As the song goes “all you need is love” – or, according to the Fulbright Program, at least more goodwill. The prestigious international exchange program was designed to increase rapport between nations, and four UConn students have been awarded fellowships to pursue that goal this year.Graduate student Zareen Thomas, a doctoral candidate in anthropology, will study the relationship between community, youth organizations, and marginalized urban youth in Colombia, thanks to a Fulbright fellowship.
“UConn had a good year,” says LuAnn Saunders-Kanabay, assistant director of UConn’s Office of National Scholarships & Fellowships and advisor for the Fulbright Program.
“It’s an incredible calculation,” says Saunders-Kanabay. “There has to be a match between what host countries want and the personal and academic attributes and experiences that those who apply can contribute.” Last year UConn had a finalist but no recipients.

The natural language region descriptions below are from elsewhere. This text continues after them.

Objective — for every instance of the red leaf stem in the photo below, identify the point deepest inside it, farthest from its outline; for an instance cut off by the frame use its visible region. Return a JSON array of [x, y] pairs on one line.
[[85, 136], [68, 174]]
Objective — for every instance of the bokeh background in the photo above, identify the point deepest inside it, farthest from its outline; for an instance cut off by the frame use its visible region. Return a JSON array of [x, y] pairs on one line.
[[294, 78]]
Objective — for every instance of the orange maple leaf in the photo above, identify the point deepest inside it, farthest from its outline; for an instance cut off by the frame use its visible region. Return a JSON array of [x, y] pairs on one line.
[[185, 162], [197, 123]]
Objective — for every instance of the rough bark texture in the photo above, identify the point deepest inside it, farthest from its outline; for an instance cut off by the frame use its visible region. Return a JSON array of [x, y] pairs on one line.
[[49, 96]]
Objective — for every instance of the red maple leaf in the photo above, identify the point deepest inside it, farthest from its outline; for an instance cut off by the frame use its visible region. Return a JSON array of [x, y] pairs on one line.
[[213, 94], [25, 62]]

This year’s fellowship recipients are graduate student Zareen Thomas, and recent graduates Julianna Lau ’14 (CLAS) and Krisela Karaja ’14 (CLAS). In addition, undergraduate Katie Loughrey ’16 (CLAS) won a summer institute award.
Thomas, a doctoral candidate in anthropology, is currently in Colombia, studying the relationship between community, youth organizations, and marginalized urban youth.
“The Fulbright allows participants on both sides of the exchange to have a less caricatured understanding of each country,” says Thomas. “We work as cultural ambassadors, providing each other with a more nuanced understanding of our nations’ peoples.”
Thomas, who aspires to a career in academe specializing in the Andes and the cultural production of music and art, praised UConn’s supportiveness in helping her obtain the Fulbright. “LuAnn provided workshops and feedback to help us write our personal and grant purpose statements so they are most salient for a broad audience,” she says.
And with faculty support, Karaja, an Honors graduate with a double major in English and Spanish literature, departs in October for eight months in Albania.
“Whenever I received an update about my application for a U.S. Student Fulbright Award, I sent an email to about 10 of my professors,” says Karaja. “All my Spanish and English professors were so helpful.”
Karaja will use her Fulbright award to complete a project she began as an undergraduate, comparing the works of contemporary Albanian poets and their perspectives on nationalism and transnationalism. She initially visited Albania with support from a UConn Summer Undergraduate Research Fund (SURF) grant.
“On that first trip I called poets and scholars to network for possible future work, which made the Fulbright possible,” says Karaja. Karaja grew up speaking English, while learning Albanian from her parents, who immigrated with her to America when she was two years old.
Karaja was editor-in-chief of this past spring’s issue of Long River Review, the annual UConn student-run literary magazine, as well as president of UConn’s Albanian Student Association.
Lau, an Honors graduate in biological sciences, won a year-long Fulbright award to work as an English teaching assistant at an elementary school in Taiwan. An aspiring pediatrician, Lau wanted to immerse herself in a new culture, learning teaching and interpersonal skills to prepare for her career.
“I want my students to understand that learning English is important to connect with the rest of the world, and be competitive in the global market,” says Lau.
Loughrey, an Honors student majoring in English and anthropology with a minor in digital arts, spent July 2014 at Nottingham Trent University on a United Kingdom Summer Institute Fulbright Award.
“The course being offered touched on creativity, culture, history, and heritage, which I thought would give me a lot of good connections and inspiration for the future. And it was fun,” she says.
The Fulbright experience may have opened the door for this two-time UConn Presidential Scholar to have added a gem to her design portfolio, only mid-way through her University career. On assignment, Loughrey designed logos of the sites her Fulbright class visited; one of her British professors may include Loughrey’s design in his project to rebrand a historic park.
The primary source of funding for the Fulbright Program is an annual congressional appropriation to the State Department. Since its inception in 1946, approximately 310,000 scholars have participated.
“The Fulbright Program is an opportunity for students to engage with the world with the ultimate goal of creating mutual understanding,” says Saunders-Kanabay. “They learn about themselves in the process.”